Each column needs three pumps with gears, one for each Z-level that can be flooded (-1, 0 and 1). They also need floodgates or pumps at the other end to drain them. Also, a pressure plate on Z0 is required. They might be arranged like this:

Z-1  Z 0  Z+1
x x  xxx
x x  x^x  xxx
x x  x.x  x.x
x%x  x%x  x%x  S = stairs for access
S%** S%** S%** % = pump output tile
x.x  x.x  x.x  % = pump input tile
xxx  xxx  x x  . = channel
           ^
           | pressurized
           | water source

The floor below the pumps should NOT be channeled or they will transfer power to each other. The left gear on each z-level will be connected to the control logic and the right gear provides power between Z-levels. The right gears have channels between them to transfer power.

The pressure plate should be set to about 2-6 or 3-6, as there will be 7 water which will spread between the pressure plate and the tile next to it. However, if there is 7 water on each tile, then the column must be flooded to Z0 or Z+1 in which case the output needs to be 0 (so we can OR all columns to get the result)

Control logic

When unused, all columns should be flooded to Z0. The pumps and drains for each column should be connected to a logic circuit as follows: (the drain could be a pump or a floodgate) (this assumes the inputs are disconnected for undesired columns)

  • Z-1 pump = read
  • Z0 pump = NOT (write-1 OR read OR write-0)
  • Z+1 pump = write-1
  • Drain = write-0

Alternatively:

  • Z-1 pump = read AND selected
  • Z0 pump = NOT selected
  • Z+1 pump = write-1 AND selected
  • Drain = write-0 AND selected.

The read, write-0 and write-1 inputs can be connected together for every column, if there is a way of disconnecting individual columns from all three at once.

The control logic needs to do the following (in any order or simultaneously), for any operation:

  • Disconnect inputs to all unused columns, so they will be pumped to Z0.
  • Send the appropriate signals for 'read', 'write-1' and 'write-0' (one will be true, indicating the operation to be performed)
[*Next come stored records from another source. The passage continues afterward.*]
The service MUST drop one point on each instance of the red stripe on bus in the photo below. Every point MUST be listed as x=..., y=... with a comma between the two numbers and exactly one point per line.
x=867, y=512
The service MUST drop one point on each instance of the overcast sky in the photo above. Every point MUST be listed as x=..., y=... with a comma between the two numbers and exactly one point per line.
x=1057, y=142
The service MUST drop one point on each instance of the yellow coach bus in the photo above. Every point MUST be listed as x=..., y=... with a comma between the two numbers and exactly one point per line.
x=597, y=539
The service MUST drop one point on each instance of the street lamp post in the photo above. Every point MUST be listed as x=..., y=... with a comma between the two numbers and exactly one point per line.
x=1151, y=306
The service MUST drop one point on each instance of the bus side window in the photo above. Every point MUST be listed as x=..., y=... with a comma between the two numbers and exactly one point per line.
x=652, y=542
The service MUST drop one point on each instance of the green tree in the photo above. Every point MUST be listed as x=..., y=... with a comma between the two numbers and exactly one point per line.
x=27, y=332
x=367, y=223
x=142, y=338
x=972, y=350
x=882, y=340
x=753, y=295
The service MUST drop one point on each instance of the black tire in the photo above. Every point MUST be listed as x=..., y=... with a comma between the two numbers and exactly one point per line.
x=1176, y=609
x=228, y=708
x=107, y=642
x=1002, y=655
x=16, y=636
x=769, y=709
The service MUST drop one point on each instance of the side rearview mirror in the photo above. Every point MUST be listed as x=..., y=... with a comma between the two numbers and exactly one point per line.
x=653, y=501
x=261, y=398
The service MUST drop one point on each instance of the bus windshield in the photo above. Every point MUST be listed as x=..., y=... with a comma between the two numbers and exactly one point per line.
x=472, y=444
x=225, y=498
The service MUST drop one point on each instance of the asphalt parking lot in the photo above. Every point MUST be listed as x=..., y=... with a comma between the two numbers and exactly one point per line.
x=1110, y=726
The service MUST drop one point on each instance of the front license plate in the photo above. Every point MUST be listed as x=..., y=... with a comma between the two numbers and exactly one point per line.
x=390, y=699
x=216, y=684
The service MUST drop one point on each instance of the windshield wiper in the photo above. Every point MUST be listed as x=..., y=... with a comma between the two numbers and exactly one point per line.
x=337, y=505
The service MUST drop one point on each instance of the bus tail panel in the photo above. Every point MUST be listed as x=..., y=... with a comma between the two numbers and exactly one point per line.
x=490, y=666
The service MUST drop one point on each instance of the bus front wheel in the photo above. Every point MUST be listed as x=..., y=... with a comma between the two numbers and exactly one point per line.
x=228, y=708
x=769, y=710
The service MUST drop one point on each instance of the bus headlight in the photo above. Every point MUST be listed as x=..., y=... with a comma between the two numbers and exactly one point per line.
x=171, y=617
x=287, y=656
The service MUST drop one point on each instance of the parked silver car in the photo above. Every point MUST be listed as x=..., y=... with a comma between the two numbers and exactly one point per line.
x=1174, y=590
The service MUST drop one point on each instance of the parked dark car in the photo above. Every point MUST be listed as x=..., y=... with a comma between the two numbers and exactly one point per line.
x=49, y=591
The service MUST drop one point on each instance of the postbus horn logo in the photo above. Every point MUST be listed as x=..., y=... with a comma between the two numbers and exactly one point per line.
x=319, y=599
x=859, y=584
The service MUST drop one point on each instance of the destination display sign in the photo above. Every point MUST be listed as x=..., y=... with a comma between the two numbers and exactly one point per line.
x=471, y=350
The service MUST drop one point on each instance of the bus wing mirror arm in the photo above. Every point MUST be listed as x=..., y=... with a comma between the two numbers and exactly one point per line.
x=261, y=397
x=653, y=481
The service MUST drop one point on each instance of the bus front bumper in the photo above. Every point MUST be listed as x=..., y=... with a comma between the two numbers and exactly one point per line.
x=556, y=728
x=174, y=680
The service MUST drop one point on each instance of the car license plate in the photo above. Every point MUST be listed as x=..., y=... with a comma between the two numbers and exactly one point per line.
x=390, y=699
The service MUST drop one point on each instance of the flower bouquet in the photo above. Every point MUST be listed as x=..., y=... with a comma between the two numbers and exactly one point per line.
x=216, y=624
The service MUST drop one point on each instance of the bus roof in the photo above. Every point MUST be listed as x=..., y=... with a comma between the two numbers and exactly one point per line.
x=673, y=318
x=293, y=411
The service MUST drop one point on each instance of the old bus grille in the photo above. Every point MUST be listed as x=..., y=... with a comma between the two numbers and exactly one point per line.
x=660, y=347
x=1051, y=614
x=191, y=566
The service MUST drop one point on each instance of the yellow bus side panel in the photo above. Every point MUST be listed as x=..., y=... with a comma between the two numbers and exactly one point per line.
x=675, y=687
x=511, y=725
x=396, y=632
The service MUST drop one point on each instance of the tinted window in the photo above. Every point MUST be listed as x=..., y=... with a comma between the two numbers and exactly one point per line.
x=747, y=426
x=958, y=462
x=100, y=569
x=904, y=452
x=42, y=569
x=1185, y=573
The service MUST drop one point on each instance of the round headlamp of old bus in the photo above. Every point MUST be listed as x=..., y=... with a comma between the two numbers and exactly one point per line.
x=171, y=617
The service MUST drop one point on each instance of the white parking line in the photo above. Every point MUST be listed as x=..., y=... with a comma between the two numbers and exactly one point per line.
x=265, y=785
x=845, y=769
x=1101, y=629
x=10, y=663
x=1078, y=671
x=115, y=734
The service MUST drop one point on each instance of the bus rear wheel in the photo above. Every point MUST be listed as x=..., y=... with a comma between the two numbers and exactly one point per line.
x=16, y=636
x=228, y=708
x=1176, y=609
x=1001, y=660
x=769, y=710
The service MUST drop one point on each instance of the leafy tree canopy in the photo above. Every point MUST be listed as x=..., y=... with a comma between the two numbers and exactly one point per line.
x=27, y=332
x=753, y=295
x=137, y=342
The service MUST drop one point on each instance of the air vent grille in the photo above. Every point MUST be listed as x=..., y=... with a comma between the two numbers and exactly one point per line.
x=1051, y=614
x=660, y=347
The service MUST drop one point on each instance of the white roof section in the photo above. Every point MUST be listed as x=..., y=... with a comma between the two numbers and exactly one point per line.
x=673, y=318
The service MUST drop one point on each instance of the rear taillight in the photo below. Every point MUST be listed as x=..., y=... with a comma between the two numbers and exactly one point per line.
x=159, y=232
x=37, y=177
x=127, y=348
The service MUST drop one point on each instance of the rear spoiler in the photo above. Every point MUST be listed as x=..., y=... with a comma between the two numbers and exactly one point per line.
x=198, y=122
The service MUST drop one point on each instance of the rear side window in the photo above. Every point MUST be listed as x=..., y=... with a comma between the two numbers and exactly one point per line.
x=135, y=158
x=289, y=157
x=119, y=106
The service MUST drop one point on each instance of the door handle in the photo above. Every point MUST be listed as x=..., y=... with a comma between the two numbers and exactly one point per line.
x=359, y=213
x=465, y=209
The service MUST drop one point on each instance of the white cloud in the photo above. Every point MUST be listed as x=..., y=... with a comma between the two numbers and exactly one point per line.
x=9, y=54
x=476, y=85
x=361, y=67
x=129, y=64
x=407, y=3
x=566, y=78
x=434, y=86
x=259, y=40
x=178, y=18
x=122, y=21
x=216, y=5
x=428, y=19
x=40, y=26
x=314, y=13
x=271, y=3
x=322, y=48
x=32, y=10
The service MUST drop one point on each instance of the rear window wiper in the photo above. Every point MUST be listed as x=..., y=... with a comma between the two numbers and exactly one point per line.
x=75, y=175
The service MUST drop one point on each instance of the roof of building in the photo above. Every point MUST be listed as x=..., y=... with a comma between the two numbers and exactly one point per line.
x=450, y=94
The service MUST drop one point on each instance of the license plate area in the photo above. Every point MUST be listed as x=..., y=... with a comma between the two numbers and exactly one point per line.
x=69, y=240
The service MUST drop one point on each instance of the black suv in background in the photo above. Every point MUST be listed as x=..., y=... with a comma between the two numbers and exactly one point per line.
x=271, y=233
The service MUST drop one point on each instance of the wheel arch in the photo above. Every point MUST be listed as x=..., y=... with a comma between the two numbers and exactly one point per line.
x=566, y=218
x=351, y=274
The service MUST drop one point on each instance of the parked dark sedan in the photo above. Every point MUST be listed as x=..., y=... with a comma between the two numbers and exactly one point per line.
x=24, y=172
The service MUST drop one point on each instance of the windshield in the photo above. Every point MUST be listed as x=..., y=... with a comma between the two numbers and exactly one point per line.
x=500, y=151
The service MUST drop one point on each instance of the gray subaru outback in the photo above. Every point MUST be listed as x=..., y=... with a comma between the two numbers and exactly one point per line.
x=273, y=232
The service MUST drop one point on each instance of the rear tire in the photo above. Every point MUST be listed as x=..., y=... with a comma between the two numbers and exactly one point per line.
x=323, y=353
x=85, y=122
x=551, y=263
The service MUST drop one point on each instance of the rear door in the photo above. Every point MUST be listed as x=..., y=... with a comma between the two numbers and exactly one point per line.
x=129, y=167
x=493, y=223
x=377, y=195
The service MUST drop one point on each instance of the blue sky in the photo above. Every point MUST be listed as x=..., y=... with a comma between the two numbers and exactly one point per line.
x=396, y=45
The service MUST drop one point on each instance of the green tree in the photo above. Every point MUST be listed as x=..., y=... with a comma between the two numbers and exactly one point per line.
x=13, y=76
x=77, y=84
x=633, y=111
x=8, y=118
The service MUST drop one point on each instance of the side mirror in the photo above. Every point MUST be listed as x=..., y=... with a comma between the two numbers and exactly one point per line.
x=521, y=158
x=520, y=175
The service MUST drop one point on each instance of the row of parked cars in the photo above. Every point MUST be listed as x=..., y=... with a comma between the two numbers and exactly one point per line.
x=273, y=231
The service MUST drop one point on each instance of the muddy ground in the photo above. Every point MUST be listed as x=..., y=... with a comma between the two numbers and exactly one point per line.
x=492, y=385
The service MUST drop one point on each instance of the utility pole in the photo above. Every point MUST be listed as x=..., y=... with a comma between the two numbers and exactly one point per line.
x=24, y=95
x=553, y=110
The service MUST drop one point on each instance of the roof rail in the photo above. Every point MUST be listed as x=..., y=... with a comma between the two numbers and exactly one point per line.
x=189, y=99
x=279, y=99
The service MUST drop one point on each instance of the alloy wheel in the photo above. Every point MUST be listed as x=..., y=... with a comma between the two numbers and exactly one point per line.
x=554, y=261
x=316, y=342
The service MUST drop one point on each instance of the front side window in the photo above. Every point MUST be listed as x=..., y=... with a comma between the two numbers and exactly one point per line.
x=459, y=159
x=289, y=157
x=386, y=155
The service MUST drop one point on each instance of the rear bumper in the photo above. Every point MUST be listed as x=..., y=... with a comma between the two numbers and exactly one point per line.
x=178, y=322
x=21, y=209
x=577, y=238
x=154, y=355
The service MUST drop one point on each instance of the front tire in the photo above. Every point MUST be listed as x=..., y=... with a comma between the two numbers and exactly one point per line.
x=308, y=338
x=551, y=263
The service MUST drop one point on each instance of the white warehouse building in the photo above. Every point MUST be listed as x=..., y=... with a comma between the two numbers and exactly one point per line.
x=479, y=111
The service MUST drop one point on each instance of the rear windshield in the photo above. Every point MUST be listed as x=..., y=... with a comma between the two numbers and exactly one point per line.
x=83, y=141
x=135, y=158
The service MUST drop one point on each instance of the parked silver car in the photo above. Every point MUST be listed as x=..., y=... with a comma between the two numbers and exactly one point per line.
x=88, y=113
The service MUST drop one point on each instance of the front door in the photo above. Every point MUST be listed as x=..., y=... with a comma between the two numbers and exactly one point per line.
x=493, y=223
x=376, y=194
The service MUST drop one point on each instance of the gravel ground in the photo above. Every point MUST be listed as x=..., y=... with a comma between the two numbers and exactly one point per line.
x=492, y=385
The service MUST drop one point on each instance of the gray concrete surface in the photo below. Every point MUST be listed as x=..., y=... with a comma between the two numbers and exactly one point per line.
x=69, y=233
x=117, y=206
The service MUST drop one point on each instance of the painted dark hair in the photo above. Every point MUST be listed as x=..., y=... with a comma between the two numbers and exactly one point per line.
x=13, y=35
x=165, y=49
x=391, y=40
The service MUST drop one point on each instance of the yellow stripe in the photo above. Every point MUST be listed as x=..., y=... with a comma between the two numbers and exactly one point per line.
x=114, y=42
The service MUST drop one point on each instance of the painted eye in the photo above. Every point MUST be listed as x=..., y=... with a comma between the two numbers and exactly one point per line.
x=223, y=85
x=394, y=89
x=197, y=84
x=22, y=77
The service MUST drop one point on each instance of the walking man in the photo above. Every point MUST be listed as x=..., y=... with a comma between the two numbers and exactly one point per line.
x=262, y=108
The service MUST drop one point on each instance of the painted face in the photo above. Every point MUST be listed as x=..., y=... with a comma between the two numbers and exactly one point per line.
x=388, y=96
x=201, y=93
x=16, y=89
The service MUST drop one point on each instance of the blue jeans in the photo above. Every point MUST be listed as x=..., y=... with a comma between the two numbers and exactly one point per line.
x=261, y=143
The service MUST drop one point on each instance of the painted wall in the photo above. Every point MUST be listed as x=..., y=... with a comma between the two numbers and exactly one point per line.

It then needs to open the hatches for the particular row after a delay, by opening the floodgate to let water into the row control machinery.

write-0 = LATCH(SET = write-operation AND NOT data, RESET = NOT busy)
write-1 = LATCH(SET = (write-operation AND data) OR read-output, RESET = NOT busy)
read = LATCH(SET = (read-operation AND NOT read-sensor), RESET = NOT busy)
read-output = LATCH(SET = read-sensor, RESET = NOT busy)
busy = LATCH(SET = start, RESET = DELAY(start))
(none of this has been tested)

start, write-operation, read-operation are inputs to the device. read-output is an output from the device. read-sensor is generated by OR'ing together all the sensing pressure plates. read-operation and write-operation should probably be latched when 'start' becomes true.

The address is used as follows:

  • As mentioned earlier, the number of rows MUST be a power of two, but the number of columns doesn't need to be.
  • If there are 2^N rows, the lower N bits of the address go directly to the row control machinery.
  • The upper bits of the address select which row's inputs aren't disconnected.